Sofia Coppola’s latest film, The Beguiled, is as frothy a delight as the pastel-colored macaroons featured in her earlier Marie Antoinette. But whereas Marie Antoinette — a film notable for setting its story against the French Revolution without including any commoners — was booed at the 2006 Cannes, partly for its apolitical content, The Beguiled earned Coppola Cannes’s Best Director award, despite the fact that The Beguiled is an equally, if not more, unapologetically apolitical film. That Coppola would win the greatest honor at the same film festival a decade later should not surprise us, when we consider that what she evades is not the plight of the French masses, but the experience of black women.

The Beguiled reimagines Don Siegel’s 1971 film of the same name, which itself adapts a 1966 novel by Thomas Cullinan. The media was quick to connect Coppola’s Best Director award at this year’s Cannes Film Festival to actress Jessica Chastain’s call for more complex portrayals of women in the film industry. As many have noted, however, Coppola’s reimagining involves removing any black characters from a story that takes the Civil War as a starting point. It’s a dramatic exclusion that led to immediate criticism, even against the backdrop of the praise the film has received.

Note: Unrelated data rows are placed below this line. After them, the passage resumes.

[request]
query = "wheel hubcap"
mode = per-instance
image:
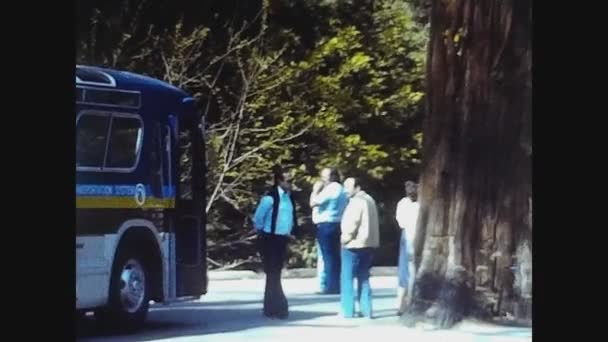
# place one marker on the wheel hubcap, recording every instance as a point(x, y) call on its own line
point(133, 286)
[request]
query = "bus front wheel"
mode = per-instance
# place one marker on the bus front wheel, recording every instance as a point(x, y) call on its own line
point(129, 291)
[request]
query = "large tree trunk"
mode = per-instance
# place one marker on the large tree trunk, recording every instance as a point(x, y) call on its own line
point(474, 243)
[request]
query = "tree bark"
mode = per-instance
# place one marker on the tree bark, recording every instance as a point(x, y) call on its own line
point(473, 251)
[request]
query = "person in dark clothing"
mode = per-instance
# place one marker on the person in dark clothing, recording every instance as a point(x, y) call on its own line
point(275, 220)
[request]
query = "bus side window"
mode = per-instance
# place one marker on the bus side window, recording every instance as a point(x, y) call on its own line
point(125, 142)
point(91, 135)
point(185, 164)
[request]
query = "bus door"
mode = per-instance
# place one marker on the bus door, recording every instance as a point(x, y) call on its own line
point(189, 221)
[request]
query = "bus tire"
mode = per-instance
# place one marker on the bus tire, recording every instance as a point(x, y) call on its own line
point(130, 287)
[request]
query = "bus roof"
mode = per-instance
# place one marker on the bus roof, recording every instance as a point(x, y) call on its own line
point(110, 78)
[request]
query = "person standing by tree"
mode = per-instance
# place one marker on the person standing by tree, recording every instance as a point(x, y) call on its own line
point(275, 219)
point(360, 237)
point(321, 274)
point(407, 215)
point(331, 201)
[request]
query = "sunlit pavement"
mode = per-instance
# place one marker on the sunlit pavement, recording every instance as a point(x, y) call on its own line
point(231, 311)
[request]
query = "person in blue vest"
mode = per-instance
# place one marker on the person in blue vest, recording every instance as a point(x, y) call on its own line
point(331, 200)
point(275, 220)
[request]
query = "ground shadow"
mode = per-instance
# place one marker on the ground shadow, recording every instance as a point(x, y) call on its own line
point(191, 320)
point(294, 300)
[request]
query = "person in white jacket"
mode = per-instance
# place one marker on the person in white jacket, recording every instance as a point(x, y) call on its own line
point(407, 216)
point(360, 238)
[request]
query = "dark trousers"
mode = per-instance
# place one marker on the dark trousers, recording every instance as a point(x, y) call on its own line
point(328, 235)
point(273, 250)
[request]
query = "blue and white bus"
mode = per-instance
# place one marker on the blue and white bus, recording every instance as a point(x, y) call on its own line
point(140, 195)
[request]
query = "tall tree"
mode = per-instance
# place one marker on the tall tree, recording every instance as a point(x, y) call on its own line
point(474, 230)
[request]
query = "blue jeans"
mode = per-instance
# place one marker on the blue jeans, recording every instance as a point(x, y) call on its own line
point(321, 275)
point(356, 264)
point(328, 235)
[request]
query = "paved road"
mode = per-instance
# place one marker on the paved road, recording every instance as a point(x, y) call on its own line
point(232, 312)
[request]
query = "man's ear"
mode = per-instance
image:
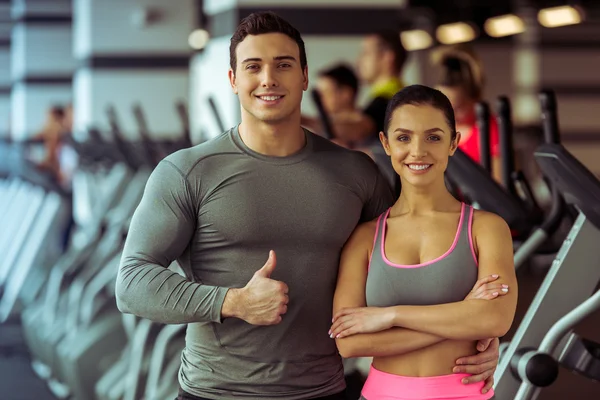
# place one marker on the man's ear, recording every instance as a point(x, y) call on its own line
point(305, 80)
point(232, 80)
point(385, 143)
point(454, 144)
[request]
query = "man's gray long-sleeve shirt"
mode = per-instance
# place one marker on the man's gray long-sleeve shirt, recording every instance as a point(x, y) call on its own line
point(218, 208)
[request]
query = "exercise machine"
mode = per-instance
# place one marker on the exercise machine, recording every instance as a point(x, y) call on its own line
point(544, 339)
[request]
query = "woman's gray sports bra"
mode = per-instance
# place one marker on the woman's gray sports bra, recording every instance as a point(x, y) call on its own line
point(447, 279)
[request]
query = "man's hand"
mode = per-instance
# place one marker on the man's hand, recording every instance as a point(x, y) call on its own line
point(481, 366)
point(262, 301)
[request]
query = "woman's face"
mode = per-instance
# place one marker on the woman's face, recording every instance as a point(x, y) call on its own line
point(419, 142)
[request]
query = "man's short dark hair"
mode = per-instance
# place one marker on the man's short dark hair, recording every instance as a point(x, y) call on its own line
point(390, 40)
point(342, 75)
point(261, 23)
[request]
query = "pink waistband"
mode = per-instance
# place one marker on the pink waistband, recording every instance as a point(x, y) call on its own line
point(384, 386)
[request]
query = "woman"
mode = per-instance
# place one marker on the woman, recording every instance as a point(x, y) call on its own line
point(460, 78)
point(430, 264)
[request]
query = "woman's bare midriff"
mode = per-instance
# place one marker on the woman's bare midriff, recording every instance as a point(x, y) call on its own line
point(435, 360)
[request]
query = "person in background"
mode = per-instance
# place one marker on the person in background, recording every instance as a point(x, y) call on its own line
point(338, 88)
point(460, 78)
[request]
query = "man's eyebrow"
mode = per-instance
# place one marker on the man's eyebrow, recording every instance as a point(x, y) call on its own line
point(432, 130)
point(278, 58)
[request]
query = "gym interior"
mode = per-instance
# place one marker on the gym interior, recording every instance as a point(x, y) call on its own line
point(95, 93)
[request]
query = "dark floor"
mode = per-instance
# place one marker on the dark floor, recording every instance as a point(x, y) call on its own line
point(568, 386)
point(17, 379)
point(19, 382)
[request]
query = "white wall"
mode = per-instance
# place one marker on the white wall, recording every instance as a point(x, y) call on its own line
point(5, 79)
point(29, 105)
point(4, 115)
point(42, 50)
point(108, 26)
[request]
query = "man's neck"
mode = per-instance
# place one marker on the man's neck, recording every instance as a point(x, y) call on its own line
point(273, 139)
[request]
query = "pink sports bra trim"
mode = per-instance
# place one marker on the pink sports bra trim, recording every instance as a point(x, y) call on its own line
point(374, 241)
point(456, 237)
point(471, 237)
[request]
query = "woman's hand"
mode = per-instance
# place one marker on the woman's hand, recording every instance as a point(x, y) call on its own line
point(486, 289)
point(350, 321)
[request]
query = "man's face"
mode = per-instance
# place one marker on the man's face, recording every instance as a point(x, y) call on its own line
point(268, 79)
point(335, 97)
point(369, 60)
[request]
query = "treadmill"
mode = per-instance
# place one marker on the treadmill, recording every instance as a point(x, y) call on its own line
point(545, 339)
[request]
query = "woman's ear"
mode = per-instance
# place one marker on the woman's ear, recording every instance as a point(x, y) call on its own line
point(454, 144)
point(385, 143)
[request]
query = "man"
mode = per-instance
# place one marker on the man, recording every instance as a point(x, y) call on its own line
point(267, 187)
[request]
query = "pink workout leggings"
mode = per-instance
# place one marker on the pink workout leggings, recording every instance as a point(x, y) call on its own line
point(384, 386)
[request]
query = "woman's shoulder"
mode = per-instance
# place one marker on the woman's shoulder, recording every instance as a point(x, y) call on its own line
point(364, 233)
point(486, 221)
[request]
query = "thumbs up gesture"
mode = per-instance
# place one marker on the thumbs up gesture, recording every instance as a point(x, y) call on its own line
point(264, 300)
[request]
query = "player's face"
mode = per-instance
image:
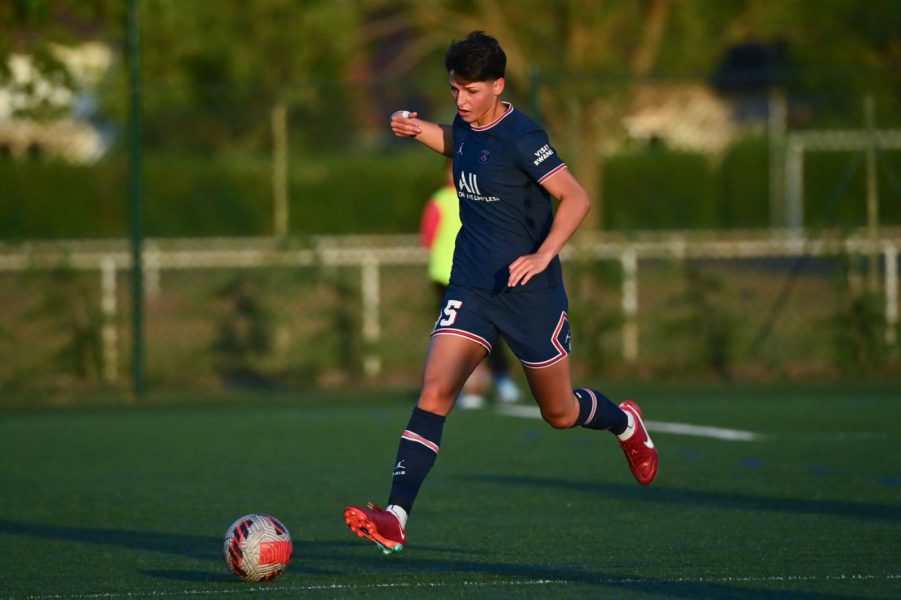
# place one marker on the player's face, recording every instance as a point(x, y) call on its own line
point(478, 102)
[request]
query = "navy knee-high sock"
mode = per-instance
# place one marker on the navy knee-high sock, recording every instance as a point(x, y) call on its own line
point(416, 454)
point(596, 411)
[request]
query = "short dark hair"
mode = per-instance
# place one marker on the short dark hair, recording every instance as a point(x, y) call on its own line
point(477, 58)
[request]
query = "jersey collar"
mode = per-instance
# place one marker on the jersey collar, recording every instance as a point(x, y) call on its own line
point(506, 112)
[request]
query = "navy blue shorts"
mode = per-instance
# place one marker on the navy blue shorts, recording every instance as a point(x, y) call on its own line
point(533, 322)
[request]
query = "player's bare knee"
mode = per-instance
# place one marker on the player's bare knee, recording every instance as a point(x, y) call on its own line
point(558, 419)
point(435, 397)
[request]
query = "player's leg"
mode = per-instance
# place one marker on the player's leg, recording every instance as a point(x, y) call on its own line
point(450, 361)
point(538, 332)
point(459, 343)
point(562, 407)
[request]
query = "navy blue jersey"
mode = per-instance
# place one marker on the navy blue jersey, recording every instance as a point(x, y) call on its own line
point(504, 211)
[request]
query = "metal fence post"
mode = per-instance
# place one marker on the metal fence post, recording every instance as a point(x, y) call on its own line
point(629, 261)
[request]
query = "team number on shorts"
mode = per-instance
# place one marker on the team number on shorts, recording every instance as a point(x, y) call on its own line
point(450, 312)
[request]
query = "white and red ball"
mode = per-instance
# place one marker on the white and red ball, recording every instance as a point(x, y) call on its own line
point(257, 547)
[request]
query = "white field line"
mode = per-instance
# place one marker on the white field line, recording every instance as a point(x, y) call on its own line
point(720, 433)
point(349, 587)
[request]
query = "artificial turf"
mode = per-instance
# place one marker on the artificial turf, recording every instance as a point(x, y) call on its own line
point(132, 500)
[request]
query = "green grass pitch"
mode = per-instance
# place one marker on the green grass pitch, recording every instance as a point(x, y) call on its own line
point(119, 501)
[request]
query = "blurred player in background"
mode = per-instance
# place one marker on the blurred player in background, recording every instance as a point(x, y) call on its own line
point(438, 232)
point(506, 281)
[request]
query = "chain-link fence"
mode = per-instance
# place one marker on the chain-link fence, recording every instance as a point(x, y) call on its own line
point(358, 310)
point(744, 235)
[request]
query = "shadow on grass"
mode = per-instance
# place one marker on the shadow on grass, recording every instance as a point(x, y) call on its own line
point(344, 559)
point(190, 546)
point(416, 568)
point(697, 498)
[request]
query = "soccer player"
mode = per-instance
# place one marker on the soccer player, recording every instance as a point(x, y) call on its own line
point(438, 232)
point(506, 281)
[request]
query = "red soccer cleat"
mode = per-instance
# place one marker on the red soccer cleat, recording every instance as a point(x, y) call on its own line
point(377, 525)
point(639, 449)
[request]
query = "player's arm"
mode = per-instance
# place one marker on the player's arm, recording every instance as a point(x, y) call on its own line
point(574, 205)
point(437, 137)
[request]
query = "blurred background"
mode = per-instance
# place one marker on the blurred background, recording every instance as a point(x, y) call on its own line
point(744, 159)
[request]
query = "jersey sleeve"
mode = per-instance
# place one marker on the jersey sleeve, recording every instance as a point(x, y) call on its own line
point(536, 156)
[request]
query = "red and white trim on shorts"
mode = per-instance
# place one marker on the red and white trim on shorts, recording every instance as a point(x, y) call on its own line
point(561, 351)
point(464, 334)
point(415, 437)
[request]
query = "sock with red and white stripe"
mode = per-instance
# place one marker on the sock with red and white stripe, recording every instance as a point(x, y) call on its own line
point(596, 411)
point(416, 454)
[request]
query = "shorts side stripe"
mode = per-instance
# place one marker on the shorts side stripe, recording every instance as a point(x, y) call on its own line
point(594, 405)
point(561, 351)
point(464, 334)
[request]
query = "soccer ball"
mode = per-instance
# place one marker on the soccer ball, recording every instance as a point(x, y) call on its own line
point(257, 547)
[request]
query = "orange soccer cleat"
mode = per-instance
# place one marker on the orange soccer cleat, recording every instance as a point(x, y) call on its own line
point(377, 525)
point(639, 449)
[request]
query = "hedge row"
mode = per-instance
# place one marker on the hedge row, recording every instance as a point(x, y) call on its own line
point(648, 189)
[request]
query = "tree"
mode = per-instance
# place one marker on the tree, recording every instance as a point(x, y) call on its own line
point(588, 58)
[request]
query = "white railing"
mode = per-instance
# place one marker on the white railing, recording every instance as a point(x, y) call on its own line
point(371, 253)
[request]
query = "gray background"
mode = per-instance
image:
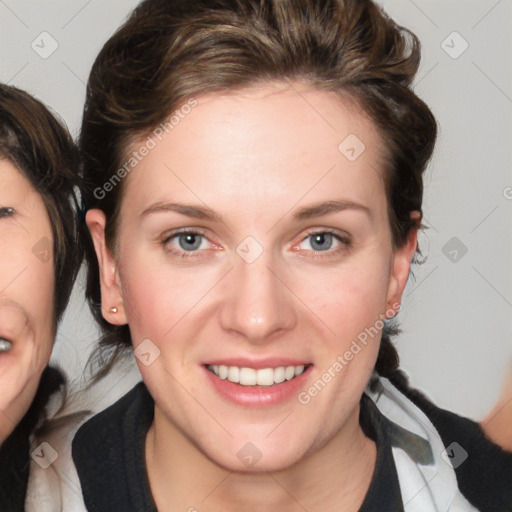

Inclusion alone, however, is not enough or even the point. Including black women characters in the name of realism does not necessarily make a story compelling to a black audience. If The Beguiled is, like Marie Antoinette, partly a fantasy — not actually about the Civil War, but rather a fantastical and imagined psychic landscape — what it ignores is that black women too might like frothy delights. The Beguiled troubles not only because it erases black women’s history. It erases their fantasy lives as well.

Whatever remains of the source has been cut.